The beauty of the Pitch Meeting concept is that it forces you, the viewer, to grapple with the fact that a real writer and a real exec—at minimum—had to force their way through all the inconsistencies and logical fallacies inherent in a screenplay in order to get it made. It goes without saying that they solved many more than they ignored, but at a certain point, the originators had to say “whoopsie!” and leave it at that.

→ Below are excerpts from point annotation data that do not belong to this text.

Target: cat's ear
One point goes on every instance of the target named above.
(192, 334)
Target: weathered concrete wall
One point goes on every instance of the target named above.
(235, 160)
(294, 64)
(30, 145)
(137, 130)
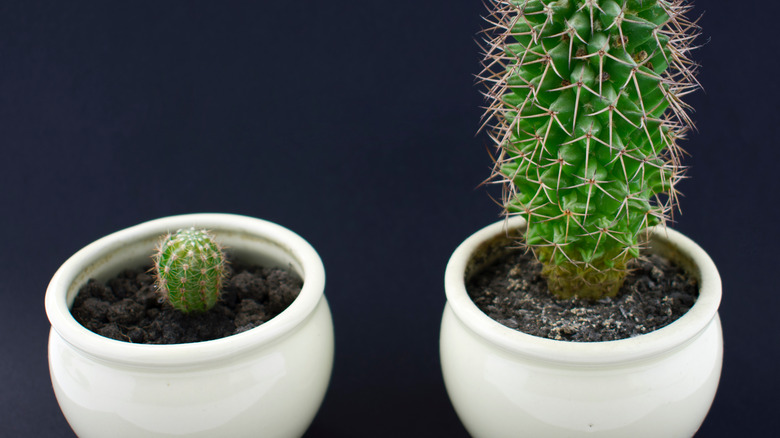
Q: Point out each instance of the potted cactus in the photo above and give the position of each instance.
(585, 108)
(270, 378)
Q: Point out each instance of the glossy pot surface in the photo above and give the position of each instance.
(269, 380)
(504, 383)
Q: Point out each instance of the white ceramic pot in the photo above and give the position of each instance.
(504, 383)
(268, 381)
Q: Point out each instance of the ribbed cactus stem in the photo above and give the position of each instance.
(584, 105)
(190, 268)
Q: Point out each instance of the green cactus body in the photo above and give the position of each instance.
(584, 106)
(190, 268)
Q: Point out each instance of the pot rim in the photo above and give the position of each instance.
(197, 353)
(660, 341)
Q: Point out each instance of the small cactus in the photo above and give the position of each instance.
(584, 105)
(189, 268)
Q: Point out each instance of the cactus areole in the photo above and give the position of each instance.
(583, 103)
(190, 268)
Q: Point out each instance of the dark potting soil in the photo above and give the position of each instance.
(128, 308)
(513, 292)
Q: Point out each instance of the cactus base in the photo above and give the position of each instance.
(586, 282)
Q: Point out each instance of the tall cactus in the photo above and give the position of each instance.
(189, 268)
(584, 105)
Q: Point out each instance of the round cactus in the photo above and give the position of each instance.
(190, 268)
(584, 106)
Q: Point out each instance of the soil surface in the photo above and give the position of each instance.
(128, 308)
(513, 292)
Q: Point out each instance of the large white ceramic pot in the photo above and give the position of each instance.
(504, 383)
(268, 381)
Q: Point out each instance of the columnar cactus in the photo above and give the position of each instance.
(189, 268)
(584, 106)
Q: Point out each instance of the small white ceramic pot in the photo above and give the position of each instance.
(268, 381)
(504, 383)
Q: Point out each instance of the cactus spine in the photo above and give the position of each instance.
(190, 268)
(583, 103)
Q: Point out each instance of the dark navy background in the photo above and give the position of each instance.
(352, 123)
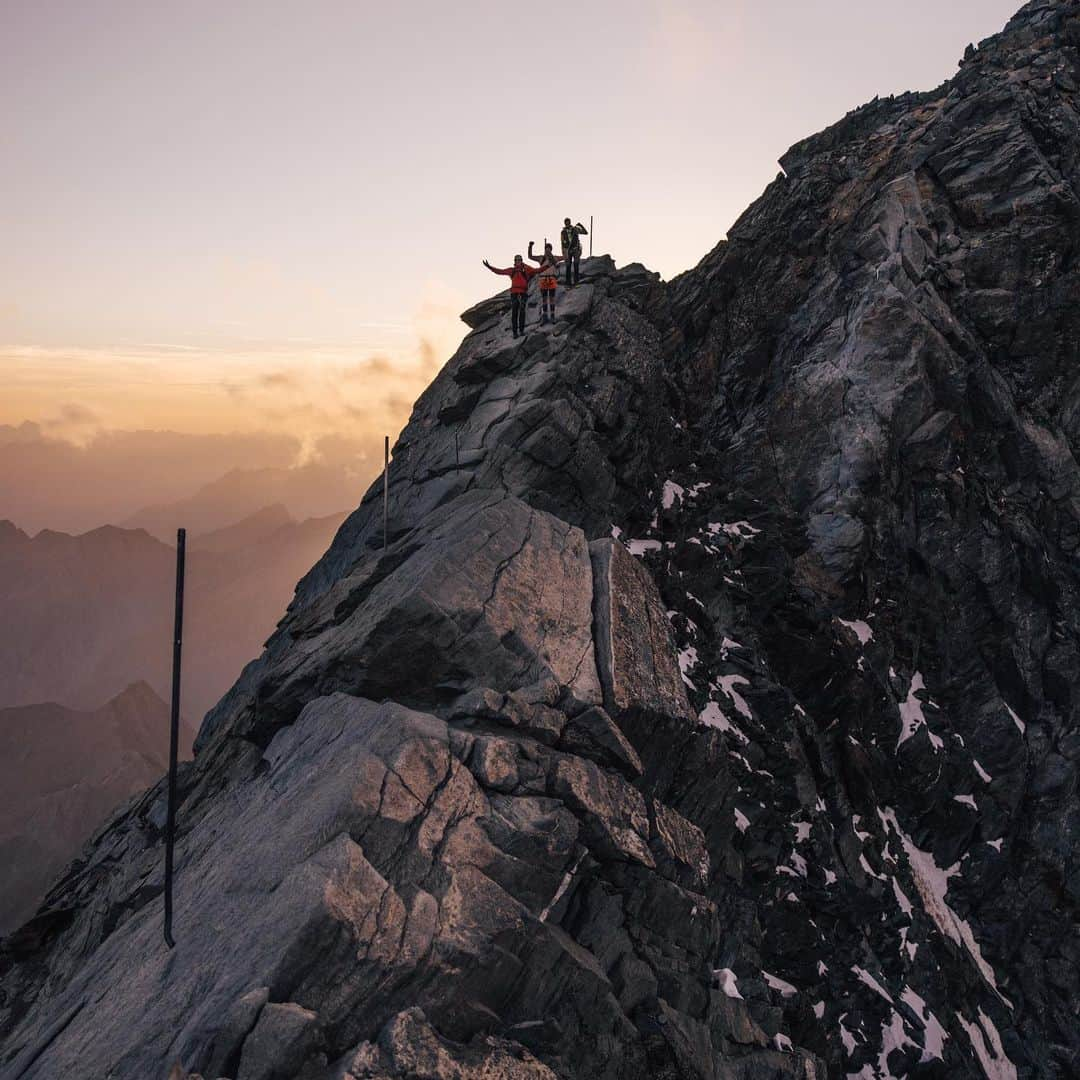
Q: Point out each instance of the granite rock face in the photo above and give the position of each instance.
(710, 709)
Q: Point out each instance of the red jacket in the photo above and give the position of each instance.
(518, 277)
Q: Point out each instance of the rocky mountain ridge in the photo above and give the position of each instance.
(710, 709)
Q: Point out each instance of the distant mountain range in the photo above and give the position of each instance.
(64, 771)
(85, 616)
(304, 491)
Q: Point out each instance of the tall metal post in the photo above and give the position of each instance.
(174, 734)
(386, 490)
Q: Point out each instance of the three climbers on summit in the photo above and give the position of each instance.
(521, 274)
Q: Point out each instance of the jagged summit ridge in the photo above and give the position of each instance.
(788, 792)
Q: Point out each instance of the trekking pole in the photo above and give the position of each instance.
(174, 733)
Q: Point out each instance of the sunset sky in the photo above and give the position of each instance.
(268, 215)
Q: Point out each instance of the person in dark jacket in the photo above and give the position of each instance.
(570, 238)
(520, 275)
(549, 280)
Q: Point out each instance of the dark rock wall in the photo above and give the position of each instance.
(707, 710)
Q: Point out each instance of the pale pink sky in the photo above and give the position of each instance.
(200, 194)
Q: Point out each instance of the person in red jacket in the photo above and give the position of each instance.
(520, 275)
(549, 280)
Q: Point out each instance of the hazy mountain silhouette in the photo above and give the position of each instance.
(64, 772)
(46, 482)
(311, 490)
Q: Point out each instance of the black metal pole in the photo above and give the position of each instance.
(174, 734)
(386, 491)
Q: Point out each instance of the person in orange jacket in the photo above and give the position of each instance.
(520, 275)
(549, 281)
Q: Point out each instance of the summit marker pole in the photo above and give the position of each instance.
(174, 733)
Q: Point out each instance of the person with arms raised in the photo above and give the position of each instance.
(520, 275)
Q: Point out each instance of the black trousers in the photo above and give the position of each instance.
(574, 267)
(517, 301)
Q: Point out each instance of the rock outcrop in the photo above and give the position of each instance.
(709, 710)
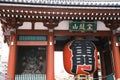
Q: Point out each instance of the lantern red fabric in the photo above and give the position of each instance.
(80, 57)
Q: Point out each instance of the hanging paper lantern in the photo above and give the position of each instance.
(80, 57)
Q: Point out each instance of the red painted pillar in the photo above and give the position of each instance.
(50, 56)
(116, 56)
(12, 56)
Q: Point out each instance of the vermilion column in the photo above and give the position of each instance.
(50, 56)
(116, 56)
(12, 56)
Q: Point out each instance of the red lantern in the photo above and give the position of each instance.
(80, 57)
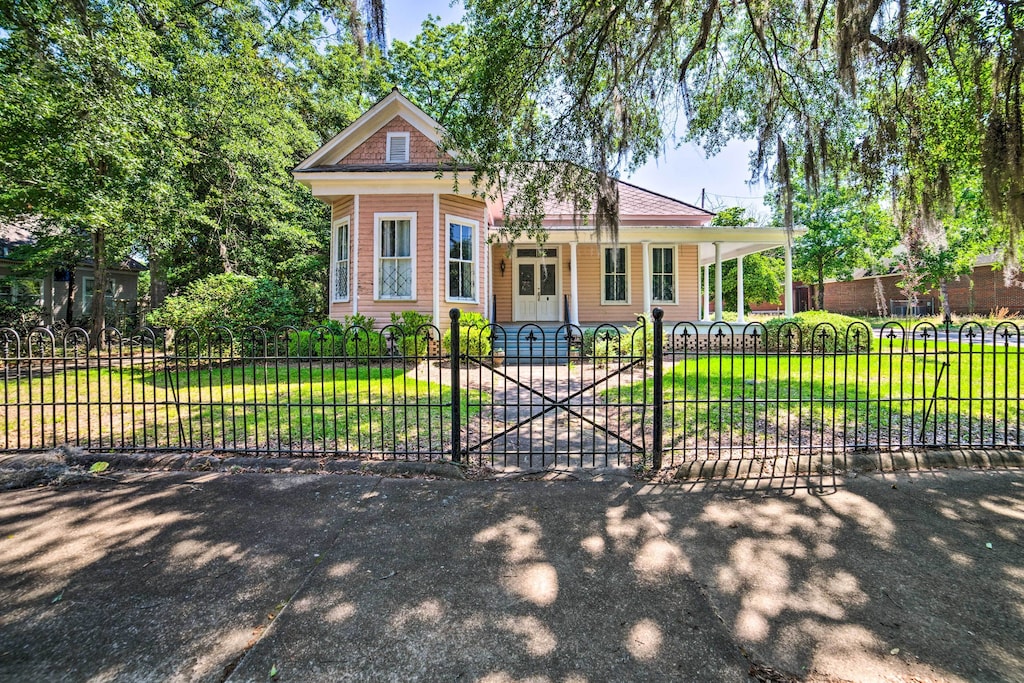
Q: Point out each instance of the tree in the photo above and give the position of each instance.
(170, 128)
(839, 238)
(763, 271)
(896, 99)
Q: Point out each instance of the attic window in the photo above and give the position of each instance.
(397, 147)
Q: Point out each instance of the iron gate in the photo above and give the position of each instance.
(555, 396)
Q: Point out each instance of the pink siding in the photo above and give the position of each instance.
(340, 207)
(374, 150)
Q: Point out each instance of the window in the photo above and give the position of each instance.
(462, 269)
(614, 276)
(397, 147)
(663, 274)
(341, 247)
(395, 272)
(88, 285)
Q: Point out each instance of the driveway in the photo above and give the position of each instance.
(156, 575)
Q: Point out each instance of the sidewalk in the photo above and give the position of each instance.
(217, 577)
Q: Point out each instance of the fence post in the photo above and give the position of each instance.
(658, 407)
(456, 386)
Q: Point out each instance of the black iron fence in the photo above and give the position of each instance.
(535, 395)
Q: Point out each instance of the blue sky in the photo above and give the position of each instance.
(682, 172)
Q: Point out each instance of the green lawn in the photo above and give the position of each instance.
(308, 407)
(928, 395)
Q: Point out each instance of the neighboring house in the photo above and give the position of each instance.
(49, 291)
(981, 292)
(402, 239)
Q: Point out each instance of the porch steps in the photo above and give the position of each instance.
(534, 344)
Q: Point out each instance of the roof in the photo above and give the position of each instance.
(392, 104)
(385, 168)
(636, 206)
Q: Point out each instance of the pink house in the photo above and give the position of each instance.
(402, 239)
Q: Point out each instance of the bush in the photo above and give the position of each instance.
(811, 324)
(410, 330)
(474, 335)
(229, 300)
(20, 316)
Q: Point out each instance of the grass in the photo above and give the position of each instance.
(306, 408)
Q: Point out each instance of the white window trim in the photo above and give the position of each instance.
(378, 217)
(675, 274)
(449, 219)
(387, 152)
(629, 278)
(344, 220)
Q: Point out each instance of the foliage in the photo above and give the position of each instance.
(411, 329)
(804, 332)
(629, 342)
(474, 335)
(905, 102)
(844, 232)
(231, 301)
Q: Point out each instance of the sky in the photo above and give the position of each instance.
(681, 173)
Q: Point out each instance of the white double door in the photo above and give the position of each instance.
(535, 285)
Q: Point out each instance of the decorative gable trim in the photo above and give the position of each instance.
(373, 120)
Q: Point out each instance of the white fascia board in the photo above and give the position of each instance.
(330, 184)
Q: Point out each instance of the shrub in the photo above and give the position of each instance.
(410, 330)
(474, 335)
(811, 324)
(229, 300)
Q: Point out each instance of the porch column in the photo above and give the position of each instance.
(646, 276)
(787, 292)
(706, 299)
(718, 282)
(739, 291)
(573, 285)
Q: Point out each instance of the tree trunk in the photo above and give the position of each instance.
(880, 298)
(158, 280)
(98, 305)
(944, 299)
(72, 296)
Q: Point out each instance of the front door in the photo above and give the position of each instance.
(536, 285)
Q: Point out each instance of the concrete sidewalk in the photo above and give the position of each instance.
(243, 578)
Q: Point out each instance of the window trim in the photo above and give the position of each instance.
(378, 217)
(346, 222)
(387, 151)
(675, 274)
(629, 274)
(475, 227)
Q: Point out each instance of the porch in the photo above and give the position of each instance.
(573, 279)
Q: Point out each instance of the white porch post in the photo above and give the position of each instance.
(353, 254)
(646, 276)
(718, 282)
(706, 301)
(573, 285)
(739, 291)
(787, 293)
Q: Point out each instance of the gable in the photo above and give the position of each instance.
(374, 150)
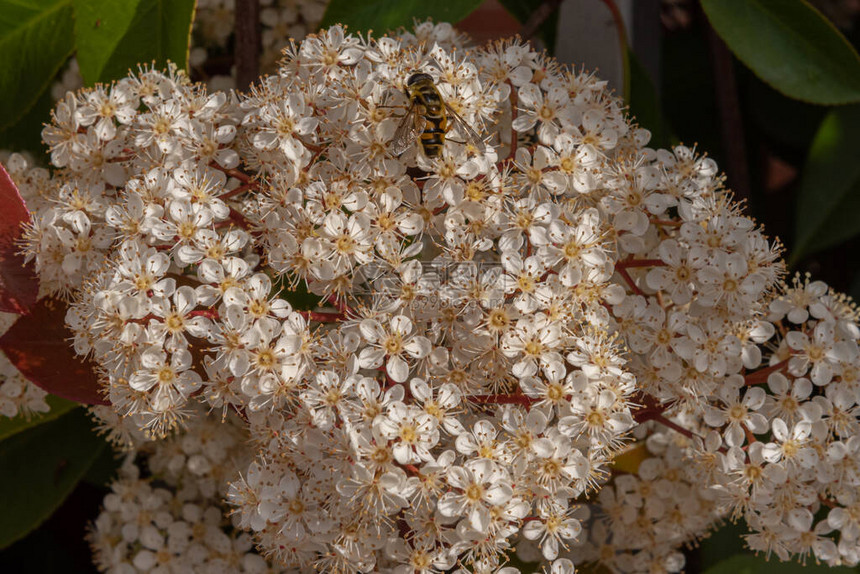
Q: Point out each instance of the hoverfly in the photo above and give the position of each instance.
(428, 119)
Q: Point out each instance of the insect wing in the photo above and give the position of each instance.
(472, 137)
(407, 132)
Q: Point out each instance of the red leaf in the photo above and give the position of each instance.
(38, 344)
(19, 286)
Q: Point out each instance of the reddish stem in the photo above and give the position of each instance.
(514, 102)
(626, 263)
(759, 377)
(673, 425)
(629, 280)
(238, 174)
(208, 313)
(322, 317)
(250, 186)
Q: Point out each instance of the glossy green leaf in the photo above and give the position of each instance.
(523, 9)
(645, 106)
(35, 40)
(384, 15)
(725, 552)
(751, 564)
(828, 204)
(113, 37)
(41, 466)
(791, 46)
(25, 134)
(59, 407)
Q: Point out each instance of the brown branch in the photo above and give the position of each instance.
(629, 280)
(247, 42)
(523, 400)
(673, 425)
(625, 263)
(322, 317)
(761, 376)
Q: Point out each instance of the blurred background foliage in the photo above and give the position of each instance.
(769, 88)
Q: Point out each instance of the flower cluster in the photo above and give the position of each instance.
(280, 20)
(172, 519)
(443, 358)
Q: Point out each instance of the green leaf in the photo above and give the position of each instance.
(828, 204)
(385, 15)
(750, 564)
(113, 37)
(59, 406)
(791, 46)
(35, 40)
(41, 466)
(26, 133)
(522, 9)
(645, 106)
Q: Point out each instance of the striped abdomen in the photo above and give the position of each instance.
(436, 120)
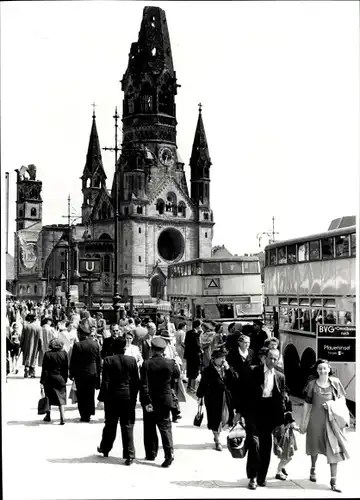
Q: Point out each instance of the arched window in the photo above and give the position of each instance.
(107, 261)
(160, 206)
(104, 236)
(182, 209)
(171, 203)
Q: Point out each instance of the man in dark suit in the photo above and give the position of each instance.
(193, 354)
(119, 389)
(263, 410)
(108, 343)
(85, 369)
(157, 377)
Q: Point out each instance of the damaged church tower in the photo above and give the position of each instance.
(159, 222)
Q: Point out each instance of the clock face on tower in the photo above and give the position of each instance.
(166, 156)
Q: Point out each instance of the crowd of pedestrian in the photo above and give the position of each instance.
(237, 372)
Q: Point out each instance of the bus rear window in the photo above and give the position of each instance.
(353, 245)
(291, 254)
(273, 257)
(342, 246)
(231, 267)
(282, 255)
(211, 267)
(251, 267)
(314, 250)
(327, 246)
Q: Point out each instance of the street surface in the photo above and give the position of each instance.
(49, 461)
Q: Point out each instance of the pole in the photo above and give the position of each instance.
(7, 211)
(116, 211)
(68, 269)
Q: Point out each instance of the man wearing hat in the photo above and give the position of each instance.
(119, 389)
(258, 337)
(85, 369)
(170, 353)
(30, 344)
(157, 377)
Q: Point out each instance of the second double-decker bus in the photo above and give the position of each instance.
(311, 281)
(221, 289)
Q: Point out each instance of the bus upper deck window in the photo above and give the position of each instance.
(327, 246)
(314, 250)
(342, 246)
(303, 252)
(353, 245)
(282, 255)
(273, 257)
(291, 257)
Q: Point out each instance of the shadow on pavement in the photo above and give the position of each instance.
(196, 446)
(27, 423)
(243, 483)
(91, 459)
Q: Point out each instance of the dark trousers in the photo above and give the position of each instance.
(85, 392)
(160, 418)
(127, 431)
(259, 429)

Eventually, other creators became complicit in all that is ludicrous or hackneyed about a film, but we all know that, past a certain point, there’s only so much you can do to steer a large collaborative project no matter what your role might be. (Even as the replacement director, Joss Whedon had no luck turning Justice League into The Avengers.) Right at the beginning, however, before all that momentum kicked in, one or more people still had to choose “good enough.” And, while some of the results are deserving of mockery, hey, the thing got made. As silly as some of the decisions behind The Empire Strikes Back might have been, I’m deeply grateful they made the movie. They got it done. We should all be so lucky achieving our own, inevitably imperfect visions.

p.s. This is also the crux behind the sharp SNL sketch about the director of Kendall Jenner’s Pepsi ad trivializing Black Lives Matter. Yes, the sketch reminds us, a group of people all discussed that idea, presumably without the benefit of any mind-altering substances, and then decided to go through with it, as hard as that is to believe when you see the finished product.

p.p.s. I’ll add that the Pepsi ad was not good enough. There’s a line here, people.